Jane Fonda plays their estranged daughter, Chelsea. The reasons for the estrangement are unclear. At one point Chelsea tells her mother that, even though she lives thousands of miles away in California, she still feels like a child who is dominated and controlled by her father. Eventually Chelsea reconciles with her father Norman.
It was a case of art imitating life. My parents, while experiencing the vicissitudes of old age, were still deeply devoted to each other. Moreover, they forgave me — the wayward son — for the foolish misbehaviors of my misspent youth, and they blessed me and embraced me with their deep parental love. My folks and I were reconciled at last.
And so I have touched on two universal truths: One, everyone loves their children — though different cultures have different ideas about parenting. (In Scandinavia, there is an emphasis on a democratic relationship between parents and children.
In Sweden, a child has the lawful right to access their parents’ bodies for comfort, and must be allowed into their parents’ bed. In Spain, children don’t have early bedtimes; they stay up with their parents and socialize until the whole family goes to bed.)
My mom was a strict disciplinarian. If we disobeyed or broke the rules, punishment was swift and sure. Dad was much more tolerant and easygoing — unless he was really angry, at which times it was best to hide.
Both my parents were people — and like all people, they were flawed. They were not perfect people, so they were not perfect parents. Yet in a way, I can say they were perfect parents — because they loved us and cared for us to the best of their abilities.
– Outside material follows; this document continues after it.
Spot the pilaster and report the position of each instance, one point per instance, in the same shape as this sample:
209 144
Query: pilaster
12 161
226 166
They did their best and then some, I am sure.
The second universal truth is that, as long as our parents are living, we tend to take them for granted, at least to some extent. After they are gone, we wish we had done more for them when we had the chance, while they were living.
My mom got sick and died before my parents could retire. Before my mom’s untimely illness, they sometimes talked about retiring to a lake, where my dad could fish to his heart’s content. I like to think that I’m living that dream for them.
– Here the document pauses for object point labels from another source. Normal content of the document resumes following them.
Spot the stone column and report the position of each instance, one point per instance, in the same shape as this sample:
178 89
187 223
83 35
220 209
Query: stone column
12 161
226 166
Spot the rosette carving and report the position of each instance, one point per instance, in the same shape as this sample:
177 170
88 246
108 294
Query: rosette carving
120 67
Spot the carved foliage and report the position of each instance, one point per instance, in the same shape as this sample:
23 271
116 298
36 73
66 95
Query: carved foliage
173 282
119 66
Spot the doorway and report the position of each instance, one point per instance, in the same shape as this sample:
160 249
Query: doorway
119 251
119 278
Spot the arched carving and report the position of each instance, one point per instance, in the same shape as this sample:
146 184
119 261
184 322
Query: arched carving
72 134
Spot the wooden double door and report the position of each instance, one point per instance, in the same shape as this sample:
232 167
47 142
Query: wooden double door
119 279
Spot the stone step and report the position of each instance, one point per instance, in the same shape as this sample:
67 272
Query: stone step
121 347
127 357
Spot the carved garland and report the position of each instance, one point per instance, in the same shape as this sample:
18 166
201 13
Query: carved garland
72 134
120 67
Dad and I sometimes got up at 2 or 3 a.m. so we could be fishing on a lake at sunrise. You had to be on the water at sunrise — a belief and tradition I still practice today.
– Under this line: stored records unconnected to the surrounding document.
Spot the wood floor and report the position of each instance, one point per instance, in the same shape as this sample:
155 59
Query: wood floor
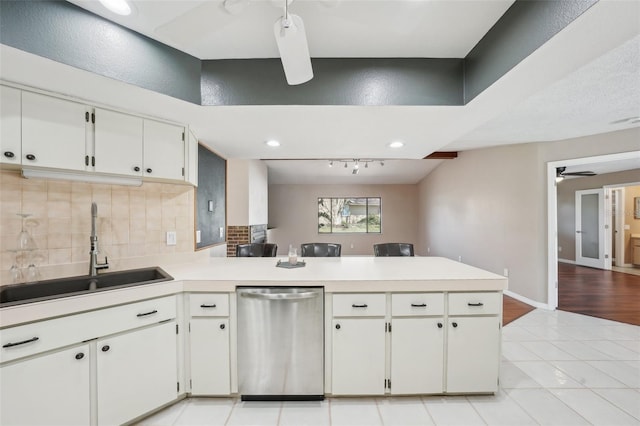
513 309
599 293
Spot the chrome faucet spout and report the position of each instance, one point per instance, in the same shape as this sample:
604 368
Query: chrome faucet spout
94 265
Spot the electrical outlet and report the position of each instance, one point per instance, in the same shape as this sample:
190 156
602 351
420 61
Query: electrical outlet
171 238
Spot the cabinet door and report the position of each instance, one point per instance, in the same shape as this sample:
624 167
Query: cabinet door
117 143
10 106
210 373
358 358
51 389
473 354
417 355
163 150
53 132
136 373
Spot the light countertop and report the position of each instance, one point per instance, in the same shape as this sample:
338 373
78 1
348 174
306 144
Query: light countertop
344 274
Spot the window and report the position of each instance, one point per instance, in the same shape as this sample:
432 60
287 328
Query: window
353 215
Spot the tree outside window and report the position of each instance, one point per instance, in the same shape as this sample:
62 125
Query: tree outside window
349 215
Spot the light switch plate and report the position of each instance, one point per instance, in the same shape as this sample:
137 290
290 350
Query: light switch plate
171 238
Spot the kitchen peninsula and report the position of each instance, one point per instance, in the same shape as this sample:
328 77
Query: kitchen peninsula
392 326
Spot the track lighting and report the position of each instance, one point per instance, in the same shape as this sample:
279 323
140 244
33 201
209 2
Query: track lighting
357 162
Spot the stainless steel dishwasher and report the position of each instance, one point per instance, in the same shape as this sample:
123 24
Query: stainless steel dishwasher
280 343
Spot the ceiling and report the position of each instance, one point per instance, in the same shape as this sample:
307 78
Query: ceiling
335 28
585 80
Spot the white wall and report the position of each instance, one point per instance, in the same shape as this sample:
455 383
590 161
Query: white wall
247 189
293 215
489 206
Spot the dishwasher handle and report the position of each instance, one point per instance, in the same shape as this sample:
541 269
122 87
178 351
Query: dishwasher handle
280 296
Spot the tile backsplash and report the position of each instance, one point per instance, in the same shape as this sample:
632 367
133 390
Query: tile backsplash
132 221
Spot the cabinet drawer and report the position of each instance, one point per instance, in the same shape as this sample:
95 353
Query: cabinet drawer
359 305
480 303
209 304
416 304
29 339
I live one mile from Nolin Lake, as the crow flies. I can walk out my door and have a good fish on the line in less than 15 minutes. Indeed, I’ve done that hundreds of times, and it always makes me think about my dad, and how happy he would be living here so close to good fishing.
I’ll turn 69 this month. There is scarcely a day that goes by when I don’t think about my parents. I often think about my grandparents, too. My maternal grandparents, Grandma Dee and Pop, were incredibly hardworking people — so much so that they rarely watched TV. There was, however, one notable exception. On Saturday nights, they always watched The Lawrence Welk Show.
My wife’s maternal grandma always watched The Lawrence Welk Show, too. So now, unless there is something more urgent and compelling, my wife and I watch Lawrence Welk almost every Saturday evening. It’s not our kind of music, but it makes us feel close to our ancestors, so we watch it. We know the names of all the performers.
It’s no wonder that ancestor worship, or ancestor veneration, plays a part in practically every religion. The older I get, the more I revere and appreciate my dearly departed parents, grandparents, and aunts and uncles. My ancestors — especially my parents — are a constant source of love, strength, inspiration and guidance.
I hope that, after I’m dead and gone, our kids will feel the same way about me.